Now Streaming on Netflix

Chris: This TIFF debut is supremely spooky. Set in the early '90s,Veronica follows a teen girl (Sandra Escacena) in Madrid who decides to mess around with a Ouija board during a solar eclipse. What could go wrong? Everything! Soon, the girl is being tormented by supernatural forces, and endangering her younger siblings in the process. This isn't what I'd call the most original of horror films, but it has such great atmosphere that it works exceedingly well, and will most assuredly give you the creeps.Matt: I watched 117 or 118 new release horror films in 2018, and yet Veronica escaped me. Somehow.

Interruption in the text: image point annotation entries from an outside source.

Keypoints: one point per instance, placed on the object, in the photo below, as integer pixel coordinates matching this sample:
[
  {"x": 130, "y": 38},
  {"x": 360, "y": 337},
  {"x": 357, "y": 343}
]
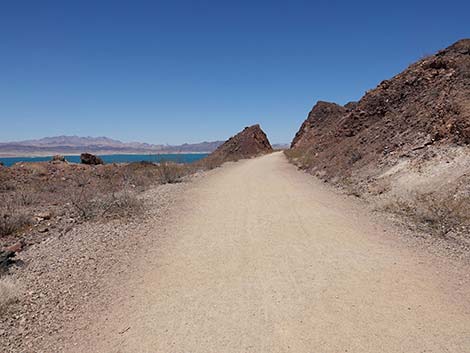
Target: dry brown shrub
[
  {"x": 439, "y": 213},
  {"x": 12, "y": 217},
  {"x": 8, "y": 293},
  {"x": 170, "y": 172}
]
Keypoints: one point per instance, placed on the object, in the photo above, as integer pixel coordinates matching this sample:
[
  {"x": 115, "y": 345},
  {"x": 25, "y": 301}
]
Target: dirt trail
[{"x": 266, "y": 259}]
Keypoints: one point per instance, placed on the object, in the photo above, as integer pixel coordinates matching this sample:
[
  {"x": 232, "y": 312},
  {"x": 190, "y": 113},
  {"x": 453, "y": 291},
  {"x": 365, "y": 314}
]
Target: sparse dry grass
[
  {"x": 8, "y": 293},
  {"x": 299, "y": 157},
  {"x": 436, "y": 212},
  {"x": 12, "y": 217},
  {"x": 170, "y": 172}
]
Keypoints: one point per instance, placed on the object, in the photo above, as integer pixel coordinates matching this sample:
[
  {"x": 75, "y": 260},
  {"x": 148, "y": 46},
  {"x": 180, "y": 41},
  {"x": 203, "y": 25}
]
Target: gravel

The easiest one to watch – sitting on Netflix – and yet I'm emailing PR reps for Ahockalypse screeners. Need to rectify.

Now Streaming on Amazon Prime Video

Chris: I know Nicolas Winding Refn gets a bad wrap for his over-indulgent nonsense, but that's honestly why I enjoy his work so much. The Neon Demon is one of his most lurid works, a trashy, nasty horror flick that debuted at Cannes. Elle Fanning is a young beauty who moves to Hollywood, and is lusted after by everyone and everything. Bathed in neon and gaudiness, The Neon Demon features murder, sex, necrophilia and more. It also features Jena Malone stealing the show as a makeup artist who lusts after both Fanning and corpses, and Keanu Reeves in a brief-but-memorable role as the world's creepiest motel owner. This is trash filmmaking at its finest.Matt: Style over substance, my friends. My oh MY does Nicolas Winding Refn bring neon-soaked LA style, but the substance just isn't there for me. "This city will eat you alive." Clever, Nic.